Using single versus double pointers in Linked lists implemented in C

Question

I was writing this code for adding element at the end of linked list:

struct node{
    int info;
    struct node* link;
};

void append ( struct node **q, int num )  
{

struct node *temp, *r ;

if ( *q == NULL )       // if the list is empty, create first node
{
    temp = (struct node*) malloc ( sizeof ( struct node ) ) ;
    temp -> info = num ;
    temp -> link = NULL ;
    *q = temp ;        
}
else{
    temp = *q ;         

    /* go to last node */
    while ( temp -> link != NULL )
        temp = temp -> link ;

    /* add node at the end */
    r = (struct node *)malloc ( sizeof ( struct node ) ) ;
    r -> info = num ;
    r -> link = NULL ;
    temp -> link = r ;
}
}

and I call append function like this: append(&list, 10); where list is the pointer to the linked list

This code works, but if I use single pointer in append function(using *q instead of **q) and make changes accordingly (as done below and also when I call it), it doesn't work.

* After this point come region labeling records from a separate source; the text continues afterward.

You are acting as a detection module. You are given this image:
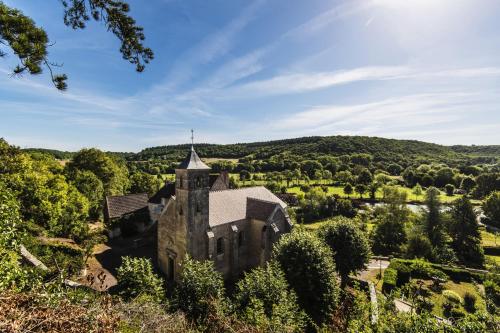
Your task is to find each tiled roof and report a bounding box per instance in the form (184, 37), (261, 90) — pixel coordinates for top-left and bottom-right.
(149, 183), (175, 205)
(177, 146), (210, 170)
(209, 186), (286, 226)
(276, 193), (299, 206)
(247, 198), (279, 221)
(106, 193), (148, 219)
(210, 171), (229, 191)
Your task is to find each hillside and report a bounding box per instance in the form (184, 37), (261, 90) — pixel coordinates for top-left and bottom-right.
(131, 136), (492, 161)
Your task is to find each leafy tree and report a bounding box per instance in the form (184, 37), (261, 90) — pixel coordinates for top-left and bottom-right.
(387, 163), (403, 176)
(372, 187), (410, 255)
(117, 257), (165, 302)
(0, 181), (22, 250)
(130, 172), (161, 197)
(406, 232), (432, 260)
(318, 217), (370, 288)
(444, 184), (455, 197)
(483, 191), (500, 227)
(273, 231), (338, 325)
(173, 257), (224, 322)
(0, 0), (153, 90)
(460, 177), (476, 193)
(424, 187), (445, 247)
(450, 196), (484, 267)
(434, 168), (454, 187)
(302, 160), (323, 178)
(344, 183), (353, 198)
(235, 263), (305, 332)
(474, 172), (500, 198)
(412, 183), (423, 200)
(66, 148), (129, 195)
(368, 181), (380, 200)
(68, 170), (104, 218)
(356, 168), (373, 185)
(354, 184), (368, 198)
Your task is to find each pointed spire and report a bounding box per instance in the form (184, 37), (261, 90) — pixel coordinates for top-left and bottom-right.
(177, 129), (210, 170)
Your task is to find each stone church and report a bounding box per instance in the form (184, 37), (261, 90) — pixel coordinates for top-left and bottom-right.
(158, 147), (292, 280)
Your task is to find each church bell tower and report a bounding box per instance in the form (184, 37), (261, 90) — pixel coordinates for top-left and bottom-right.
(175, 132), (210, 260)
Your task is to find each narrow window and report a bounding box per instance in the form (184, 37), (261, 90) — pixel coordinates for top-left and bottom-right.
(167, 256), (175, 281)
(238, 231), (244, 247)
(260, 225), (267, 249)
(217, 237), (224, 254)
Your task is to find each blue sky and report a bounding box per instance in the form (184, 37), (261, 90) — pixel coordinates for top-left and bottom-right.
(0, 0), (500, 151)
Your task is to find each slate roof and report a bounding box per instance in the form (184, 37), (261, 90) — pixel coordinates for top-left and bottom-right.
(209, 186), (287, 227)
(210, 171), (229, 191)
(105, 193), (148, 219)
(177, 146), (210, 170)
(247, 198), (279, 221)
(149, 183), (175, 205)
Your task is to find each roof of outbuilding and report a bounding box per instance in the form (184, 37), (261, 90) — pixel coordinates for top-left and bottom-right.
(106, 193), (148, 219)
(177, 146), (210, 170)
(209, 186), (287, 227)
(148, 183), (175, 205)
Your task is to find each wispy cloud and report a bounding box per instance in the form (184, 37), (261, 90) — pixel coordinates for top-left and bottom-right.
(226, 66), (500, 98)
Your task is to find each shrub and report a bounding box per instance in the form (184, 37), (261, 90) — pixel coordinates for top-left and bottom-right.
(235, 263), (305, 332)
(464, 292), (477, 313)
(117, 257), (165, 302)
(318, 217), (370, 287)
(443, 290), (462, 304)
(173, 257), (225, 322)
(273, 231), (339, 324)
(382, 268), (398, 293)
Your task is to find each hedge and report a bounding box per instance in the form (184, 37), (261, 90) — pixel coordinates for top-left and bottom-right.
(382, 268), (398, 293)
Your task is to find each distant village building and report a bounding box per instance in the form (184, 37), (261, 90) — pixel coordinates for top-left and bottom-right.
(104, 193), (151, 238)
(157, 147), (292, 280)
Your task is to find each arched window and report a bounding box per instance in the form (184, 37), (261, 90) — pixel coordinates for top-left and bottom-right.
(217, 237), (224, 254)
(260, 225), (267, 249)
(238, 231), (245, 247)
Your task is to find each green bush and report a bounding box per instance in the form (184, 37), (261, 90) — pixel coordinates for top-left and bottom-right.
(464, 292), (477, 313)
(173, 257), (225, 323)
(117, 257), (165, 302)
(382, 268), (398, 293)
(443, 290), (462, 304)
(273, 231), (339, 325)
(28, 243), (84, 276)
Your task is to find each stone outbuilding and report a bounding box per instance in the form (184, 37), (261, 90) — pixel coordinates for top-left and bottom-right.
(154, 147), (292, 280)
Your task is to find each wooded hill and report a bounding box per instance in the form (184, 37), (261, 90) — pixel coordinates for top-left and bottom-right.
(129, 136), (500, 163)
(25, 136), (500, 164)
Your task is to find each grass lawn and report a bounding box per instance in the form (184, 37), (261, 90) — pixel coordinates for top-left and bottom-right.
(481, 230), (500, 247)
(287, 186), (460, 203)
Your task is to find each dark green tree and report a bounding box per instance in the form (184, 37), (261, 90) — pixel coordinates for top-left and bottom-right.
(234, 263), (305, 332)
(318, 217), (371, 288)
(356, 168), (373, 186)
(372, 186), (410, 255)
(66, 148), (129, 195)
(424, 187), (445, 247)
(483, 191), (500, 227)
(117, 257), (165, 302)
(344, 183), (353, 198)
(0, 0), (153, 90)
(71, 170), (104, 219)
(173, 257), (225, 322)
(273, 231), (339, 325)
(129, 172), (161, 197)
(449, 196), (484, 267)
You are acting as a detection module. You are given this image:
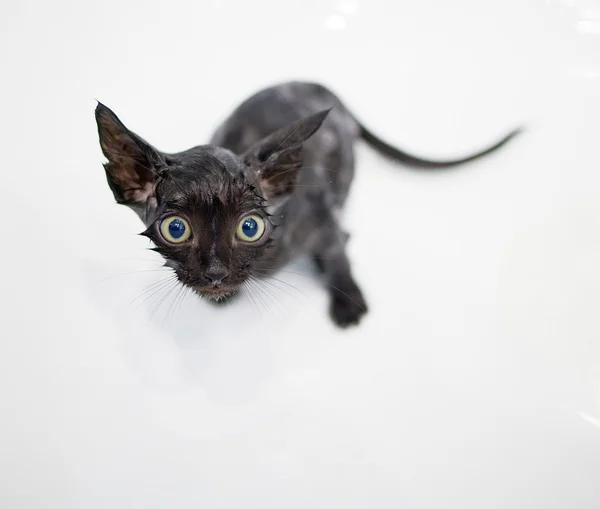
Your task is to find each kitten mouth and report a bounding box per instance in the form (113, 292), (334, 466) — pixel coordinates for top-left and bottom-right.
(196, 285), (236, 301)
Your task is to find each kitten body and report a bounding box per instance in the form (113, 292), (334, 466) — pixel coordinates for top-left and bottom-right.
(96, 82), (518, 326)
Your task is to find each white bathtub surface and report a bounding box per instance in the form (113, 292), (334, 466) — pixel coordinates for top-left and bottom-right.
(0, 0), (600, 509)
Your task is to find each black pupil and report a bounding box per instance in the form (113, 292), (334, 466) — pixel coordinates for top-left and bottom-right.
(242, 218), (258, 237)
(169, 219), (185, 239)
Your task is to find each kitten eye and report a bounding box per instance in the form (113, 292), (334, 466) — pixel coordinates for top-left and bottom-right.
(160, 216), (192, 244)
(236, 215), (265, 242)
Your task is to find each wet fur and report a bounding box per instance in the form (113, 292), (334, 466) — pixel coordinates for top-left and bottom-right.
(96, 82), (518, 326)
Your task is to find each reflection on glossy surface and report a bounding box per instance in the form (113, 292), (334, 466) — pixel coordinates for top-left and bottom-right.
(0, 0), (600, 509)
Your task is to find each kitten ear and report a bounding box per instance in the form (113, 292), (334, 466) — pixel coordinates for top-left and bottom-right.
(243, 109), (331, 203)
(96, 103), (162, 206)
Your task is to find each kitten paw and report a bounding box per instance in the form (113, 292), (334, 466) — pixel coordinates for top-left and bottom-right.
(330, 287), (368, 328)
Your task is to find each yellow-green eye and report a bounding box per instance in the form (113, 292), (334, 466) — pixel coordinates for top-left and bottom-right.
(160, 216), (192, 244)
(236, 214), (265, 242)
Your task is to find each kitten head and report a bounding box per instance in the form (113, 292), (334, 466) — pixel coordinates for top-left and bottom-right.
(96, 104), (328, 299)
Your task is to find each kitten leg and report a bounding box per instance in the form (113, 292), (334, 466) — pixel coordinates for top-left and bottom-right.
(313, 220), (367, 327)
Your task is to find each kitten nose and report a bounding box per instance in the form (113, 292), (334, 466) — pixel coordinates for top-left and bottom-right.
(204, 267), (229, 285)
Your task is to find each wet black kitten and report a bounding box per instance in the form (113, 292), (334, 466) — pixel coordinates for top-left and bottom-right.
(96, 82), (518, 326)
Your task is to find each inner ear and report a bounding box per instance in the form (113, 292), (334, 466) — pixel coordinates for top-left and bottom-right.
(243, 110), (330, 202)
(96, 103), (162, 206)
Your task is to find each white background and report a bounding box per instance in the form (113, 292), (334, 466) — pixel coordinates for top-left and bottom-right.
(0, 0), (600, 509)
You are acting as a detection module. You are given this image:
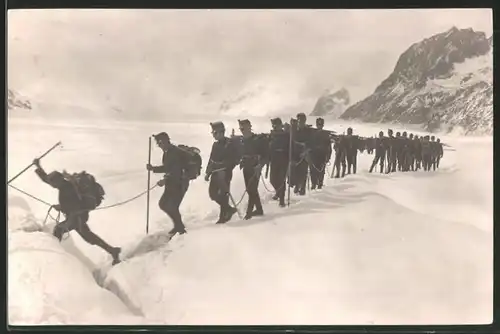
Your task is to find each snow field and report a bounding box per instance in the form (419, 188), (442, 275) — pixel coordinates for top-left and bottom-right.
(9, 120), (493, 324)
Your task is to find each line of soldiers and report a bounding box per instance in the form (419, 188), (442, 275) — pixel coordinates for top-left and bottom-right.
(365, 129), (443, 174)
(33, 113), (443, 264)
(148, 113), (443, 234)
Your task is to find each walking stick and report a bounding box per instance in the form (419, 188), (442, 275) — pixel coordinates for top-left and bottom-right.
(146, 137), (151, 234)
(227, 191), (243, 219)
(287, 119), (293, 206)
(7, 142), (61, 184)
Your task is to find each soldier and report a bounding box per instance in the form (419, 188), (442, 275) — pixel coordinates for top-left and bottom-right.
(431, 136), (439, 170)
(332, 136), (346, 179)
(293, 113), (311, 196)
(366, 136), (375, 155)
(370, 131), (387, 173)
(422, 136), (432, 172)
(269, 118), (290, 207)
(395, 131), (403, 171)
(344, 128), (359, 174)
(436, 138), (444, 168)
(406, 133), (415, 172)
(413, 135), (422, 170)
(238, 119), (269, 219)
(146, 132), (189, 235)
(386, 129), (397, 174)
(205, 122), (239, 224)
(33, 159), (121, 265)
(400, 131), (408, 172)
(309, 118), (332, 190)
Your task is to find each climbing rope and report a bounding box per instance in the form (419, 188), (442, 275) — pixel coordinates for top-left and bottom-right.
(9, 184), (158, 213)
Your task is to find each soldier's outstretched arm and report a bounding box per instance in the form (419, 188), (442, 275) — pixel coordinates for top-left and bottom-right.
(148, 165), (168, 174)
(33, 159), (54, 187)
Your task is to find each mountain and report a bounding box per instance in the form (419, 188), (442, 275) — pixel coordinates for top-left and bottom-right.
(7, 89), (32, 110)
(311, 88), (351, 118)
(341, 27), (493, 135)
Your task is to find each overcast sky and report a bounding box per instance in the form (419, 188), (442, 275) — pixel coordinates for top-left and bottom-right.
(8, 9), (493, 117)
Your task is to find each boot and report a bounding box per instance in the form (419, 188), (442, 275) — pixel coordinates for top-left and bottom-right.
(109, 247), (122, 265)
(224, 206), (238, 223)
(252, 209), (264, 217)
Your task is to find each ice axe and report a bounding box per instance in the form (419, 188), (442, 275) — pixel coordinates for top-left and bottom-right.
(146, 137), (151, 234)
(7, 142), (61, 184)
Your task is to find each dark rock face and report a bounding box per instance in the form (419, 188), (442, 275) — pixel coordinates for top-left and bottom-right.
(341, 27), (493, 134)
(310, 88), (351, 117)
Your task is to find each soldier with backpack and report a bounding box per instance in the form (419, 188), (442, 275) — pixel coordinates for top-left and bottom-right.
(205, 122), (239, 224)
(146, 132), (202, 235)
(269, 117), (290, 207)
(238, 119), (269, 220)
(33, 159), (121, 264)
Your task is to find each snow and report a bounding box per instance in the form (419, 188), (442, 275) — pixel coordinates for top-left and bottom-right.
(220, 77), (315, 118)
(8, 219), (145, 325)
(8, 114), (493, 325)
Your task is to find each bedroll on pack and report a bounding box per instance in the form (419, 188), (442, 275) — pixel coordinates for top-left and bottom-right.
(177, 145), (203, 180)
(65, 171), (106, 210)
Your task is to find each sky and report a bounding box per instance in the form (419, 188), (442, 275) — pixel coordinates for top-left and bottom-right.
(8, 9), (493, 118)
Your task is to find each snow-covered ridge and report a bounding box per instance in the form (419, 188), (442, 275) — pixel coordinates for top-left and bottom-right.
(219, 81), (311, 118)
(341, 28), (493, 135)
(7, 89), (32, 111)
(311, 88), (351, 118)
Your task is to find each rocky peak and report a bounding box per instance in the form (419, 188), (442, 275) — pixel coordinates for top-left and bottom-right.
(341, 27), (493, 134)
(377, 27), (491, 90)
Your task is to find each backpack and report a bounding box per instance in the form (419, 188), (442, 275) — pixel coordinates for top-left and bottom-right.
(65, 171), (106, 210)
(177, 145), (203, 180)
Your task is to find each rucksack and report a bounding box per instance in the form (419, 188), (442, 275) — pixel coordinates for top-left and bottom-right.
(177, 145), (203, 180)
(64, 171), (106, 210)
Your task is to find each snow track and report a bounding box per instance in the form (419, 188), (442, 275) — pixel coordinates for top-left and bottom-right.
(9, 117), (493, 325)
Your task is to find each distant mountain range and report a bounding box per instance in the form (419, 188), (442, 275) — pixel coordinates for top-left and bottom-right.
(341, 27), (493, 135)
(311, 88), (351, 118)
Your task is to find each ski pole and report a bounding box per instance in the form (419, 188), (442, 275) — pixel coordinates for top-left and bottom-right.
(7, 142), (61, 184)
(227, 192), (243, 219)
(287, 119), (293, 206)
(146, 137), (151, 234)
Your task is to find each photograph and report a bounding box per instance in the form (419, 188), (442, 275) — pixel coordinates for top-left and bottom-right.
(5, 8), (494, 328)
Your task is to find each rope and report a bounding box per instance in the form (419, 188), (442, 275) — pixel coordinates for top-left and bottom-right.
(9, 184), (52, 207)
(95, 184), (158, 210)
(9, 184), (158, 214)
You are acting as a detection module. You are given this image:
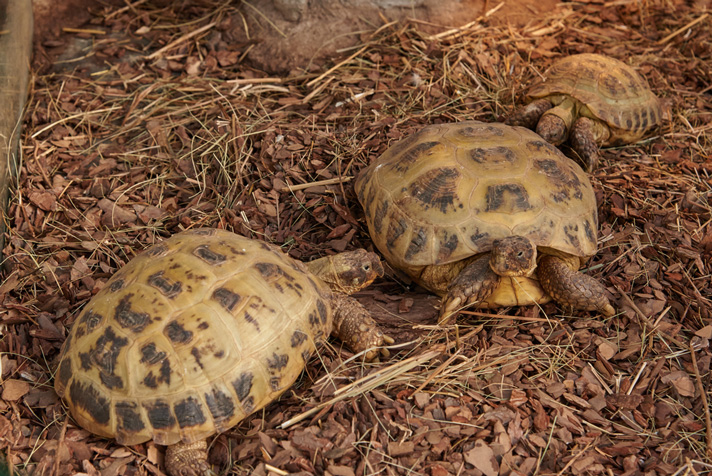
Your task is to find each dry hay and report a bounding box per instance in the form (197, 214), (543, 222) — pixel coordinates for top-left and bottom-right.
(0, 0), (712, 476)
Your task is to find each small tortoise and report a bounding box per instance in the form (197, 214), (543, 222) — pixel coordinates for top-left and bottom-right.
(355, 121), (615, 323)
(55, 228), (393, 475)
(506, 54), (662, 170)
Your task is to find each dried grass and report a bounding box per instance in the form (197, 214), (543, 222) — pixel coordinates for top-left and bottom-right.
(0, 1), (712, 475)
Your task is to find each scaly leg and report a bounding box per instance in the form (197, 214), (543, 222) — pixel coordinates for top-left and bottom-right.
(165, 440), (215, 476)
(331, 293), (394, 361)
(537, 255), (616, 317)
(438, 253), (500, 325)
(504, 99), (552, 130)
(571, 117), (610, 172)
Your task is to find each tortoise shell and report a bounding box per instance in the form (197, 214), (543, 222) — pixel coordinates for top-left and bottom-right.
(527, 53), (662, 146)
(55, 229), (332, 445)
(355, 121), (598, 278)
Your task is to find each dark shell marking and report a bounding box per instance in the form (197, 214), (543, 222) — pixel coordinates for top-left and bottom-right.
(55, 230), (332, 445)
(354, 121), (597, 280)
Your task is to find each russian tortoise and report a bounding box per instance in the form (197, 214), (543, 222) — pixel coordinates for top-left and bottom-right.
(55, 228), (392, 475)
(355, 121), (615, 323)
(506, 53), (662, 170)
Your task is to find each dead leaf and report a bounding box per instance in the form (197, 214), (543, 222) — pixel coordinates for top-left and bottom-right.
(463, 440), (499, 476)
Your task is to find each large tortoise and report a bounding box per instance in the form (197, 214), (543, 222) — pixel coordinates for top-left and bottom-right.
(55, 228), (392, 475)
(506, 53), (662, 170)
(355, 121), (615, 323)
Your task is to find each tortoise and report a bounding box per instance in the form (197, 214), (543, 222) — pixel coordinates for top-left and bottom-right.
(354, 121), (615, 324)
(505, 53), (662, 170)
(55, 228), (393, 475)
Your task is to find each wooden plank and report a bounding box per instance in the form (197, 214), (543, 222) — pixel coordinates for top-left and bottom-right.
(0, 0), (33, 253)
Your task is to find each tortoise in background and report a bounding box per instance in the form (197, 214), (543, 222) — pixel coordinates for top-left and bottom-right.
(55, 228), (392, 475)
(355, 121), (615, 323)
(506, 53), (662, 171)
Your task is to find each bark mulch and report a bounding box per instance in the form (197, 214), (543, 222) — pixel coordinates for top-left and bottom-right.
(0, 0), (712, 476)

What is wrong with the code below?:

void append ( struct node *q, int num )  
{

struct node *temp, *r ;

if ( q == NULL )       // if the list is empty, create first node
{
    temp = (struct node*) malloc ( sizeof ( struct node ) ) ;
    temp -> info = num ;
    temp -> link = NULL ;
    q = temp ;        
}
else{
    temp = q ;         

    /* go to last node */
    while ( temp -> link != NULL )
        temp = temp -> link ;

    /* add node at the end */
    r = (struct node *)malloc ( sizeof ( struct node ) ) ;
    r -> info = num ;
    r -> link = NULL ;
    temp -> link = r ;
}
}

Answer 1

In your first snippet (which is correct), you are doing too much.

void append ( struct node **q, int num )  
{

struct node *new ;

    /* go to last node */
    for ( ; *q; q = &(*q)->link ) {;}

    /* add node at the end */
    new = malloc ( sizeof *new );
    if (!new) { barf_now(); return; }

    new->info = num ;
    new->link = NULL ;
    *q = new; ;
    }
}

The basic idea is: you want to append to the tail of the list; you need to:

• find the first NULL pointer
• set it's value to the value of the new pointer

The "empty list" case is not special, it just means that you can find the NULL pointer in zero steps. Coding it this way there is no special case, and no need for an if (...) ... else ... construct.

Answer 2

Because in the second example, q is a copy of the pointer passed in by the caller. The caller's original pointer never gets modified.